A un mese dall'incandescente assemblea dei soci ancora non c'è pace per le Assicurazioni Generali. Alla vigilia del comitato nomine e corporate governance presieduto dal neopresidente Andrea Sironi che lunedì prossimo avrebbe dovuto esaminare una possibile "pace" tra la componente maggioritaria del consiglio espressione di Mediobanca, socia del gruppo assicurativo col 12,9%, e quella minoritaria espressa da Francesco Gaetano Caltagirone titolare del 9,95%, proprio quest' ultimo ieri mattina s'è dimesso a sorpresa. La notizia è stata accolta male dal mercato: ieri in borsa il titolo del Leone del Trieste ha chiuso in ribasso dell'1,98% a 17,08 euro perché gli investitori sono preoccupati per la stabilità della governance del gruppo. Non sono state date motivazioni delle dimissioni, ma è probabile che Caltagirone, alla luce dei metodi di lavoro dell'attuale consiglio, abbia giudicato inutile la sua presenza diretta.
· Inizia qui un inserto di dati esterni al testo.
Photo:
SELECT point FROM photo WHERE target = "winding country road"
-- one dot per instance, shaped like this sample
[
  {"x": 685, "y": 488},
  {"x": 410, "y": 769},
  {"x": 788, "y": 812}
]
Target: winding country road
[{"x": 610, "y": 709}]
A sostituirlo secondo il regolamento interno, potrebbe toccare al primo consigliere non eletto della sua lista, che era la candidata numero quattro, Roberta Neri, ex ad di Enav e in precedenza direttore finanziario di Acea, dove s'è guadagnata la stima dell'imprenditore romano. Se la Neri facesse un passo indietro, potrebbe toccare a Claudio Costamagna, Luciano Cirinà o Alberto Cribiore.

 

  

 

Caltagirone quando era vicepresidente di Generali s'era già dimesso nel gennaio scorso, polemizzando con l'operato del consiglio allora presieduto da Gabriele Galateri e guidato dall'amministratore delegato Philippe Donnet, riconfermato dall'assemblea del 29 aprile scorso, grazie al voto di Mediobanca e dei fondi. Le nuove dimissioni giungono dopo che Caltagirone e i suoi due consiglieri (Marina Brogi e Flavio Cattaneo) non erano entrati nei cinque comitati endoconsiliari perché la proposta di Sironi di eliminare il comitato strategico interno al consiglio era stata letta dall'imprenditore romano come un possibile rafforzamento dei poteri di Donnet. Nei giorni scorsi erano state fatte circolare voci di una possibile "pace" con Caltagirone che prevedevano il suo ingresso nel costituendo comitato investimenti. Donnet avrebbe avuto comunque il potere di decidere in autonomia affari fino a 500 milioni di euro senza il benestare preventivo del consiglio, come avviene nel colosso assicurativo francese Axa per il ceo Thomas Buberl. Che però non ha a che fare con un socio come Caltagirone la cui lista in assemblea ha coagulato il consenso del 30% del capitale.